Il faut se rendre à l’évidence que le Hirak a révélé des accointances insoupçonnées entre des entités qui, normalement, sont soumises à la loi de la répulsion.
Voici quelques-unes de ses déclarations :
« Zitout c’est un Algérien, il a les mêmes droits que nous […] » (2h).
« Si Rachad est capable de porter ce projet-là, moi je me sentirai très proche, pas politiquement, je reconnais un Algérien avec lequel je peux construire une nouvelle Algérie et je lui donne son droit d’exister » (2h02).
Je ne savais pas que M. Arabi était le double détenteur du sceau de l’Algérianité et du droit d’exister? La double prétention d’un cerbère, gardien du pays et de la vie? Et Bensaada, est-il un Algérien avec les mêmes droits que vous? A-t-il au moins le droit d’exister?

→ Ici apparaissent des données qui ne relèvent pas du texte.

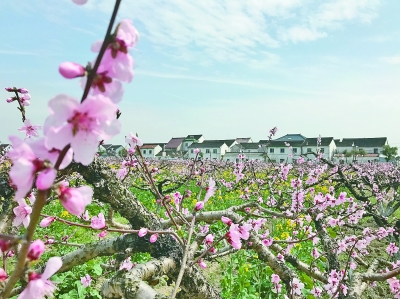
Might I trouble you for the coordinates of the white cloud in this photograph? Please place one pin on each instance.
(226, 31)
(301, 34)
(391, 59)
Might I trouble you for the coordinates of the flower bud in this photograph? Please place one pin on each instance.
(22, 90)
(153, 238)
(199, 206)
(4, 245)
(35, 250)
(142, 232)
(102, 234)
(3, 274)
(71, 70)
(47, 221)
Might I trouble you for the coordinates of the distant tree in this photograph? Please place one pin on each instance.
(362, 152)
(389, 152)
(123, 153)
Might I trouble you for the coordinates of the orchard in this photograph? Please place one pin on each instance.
(77, 225)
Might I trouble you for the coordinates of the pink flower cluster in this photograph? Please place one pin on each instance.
(236, 232)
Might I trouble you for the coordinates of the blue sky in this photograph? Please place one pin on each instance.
(226, 68)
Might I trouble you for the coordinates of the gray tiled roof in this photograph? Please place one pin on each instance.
(362, 142)
(229, 142)
(252, 145)
(208, 144)
(291, 137)
(196, 137)
(278, 143)
(243, 140)
(325, 141)
(174, 143)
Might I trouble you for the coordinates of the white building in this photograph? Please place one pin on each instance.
(199, 138)
(360, 150)
(209, 149)
(150, 150)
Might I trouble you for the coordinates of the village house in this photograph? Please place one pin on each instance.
(209, 149)
(251, 150)
(150, 150)
(360, 150)
(191, 139)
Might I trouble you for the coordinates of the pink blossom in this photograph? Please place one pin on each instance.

J’en doute fort si j’écoute vos divagations:
« Des Bensaada, il y en eu toujours dans l’histoire de l’humanité, surtout quand cette humanité commence à lutter pour ses droits, pour ses aspirations […] » (2h 26’)
On se l’imagine bien le cerbère aux crocs acérés, bavant et mordant avec ses trois têtes : l’algérianité, l’humanité et l’existence!

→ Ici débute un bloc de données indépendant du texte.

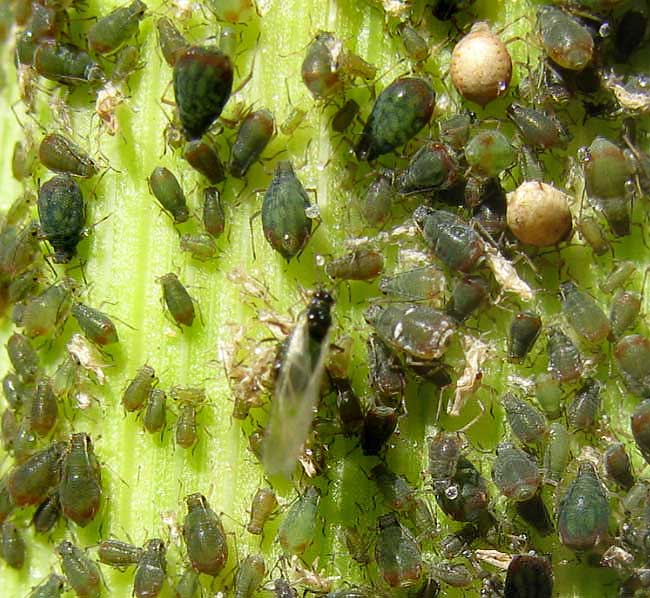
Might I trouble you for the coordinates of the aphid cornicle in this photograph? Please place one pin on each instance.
(62, 215)
(285, 222)
(399, 113)
(297, 388)
(205, 538)
(202, 85)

Ça n’en fait pas trop pour un seul homme, surtout qu’il n’a qu’une seule tête qui est loin d’être celle à Papineau?
Je vais me permettre de légèrement corriger les grognements du cerbère :
« Des Bensaada, il y en eu toujours dans l’histoire de l’humanité, surtout quand cette humanité a besoin de quelqu’un pour dévoiler les félons et les tartuffes, les collabos et les faux jetons ».
Pris par l’élan de son laïus, M. Arabi a réussi un tour de force inimaginable : comparer deux livres sans en avoir lu aucun d’entre eux!
Hakim Addad applaudissant les commentaires de Arabi Mohamed sur deux livres...qu'il n'a pas lus !
Vidéo @ 2h 26' 18''
Il encensa ainsi celui de Hocine (Patrick) Belalloufi et vilipenda le mien. En connaissait-il les contenus? Même pas la peine! Le cerbère apprend sans lire et explique sans comprendre. Surtout lorsque celui qu’on flagorne est un copain de la même appartenance politique et que, des années durant, il a travaillé avec son autre ami, Rabah Moulla. Les amis des amis ne sont-ils pas nos amis?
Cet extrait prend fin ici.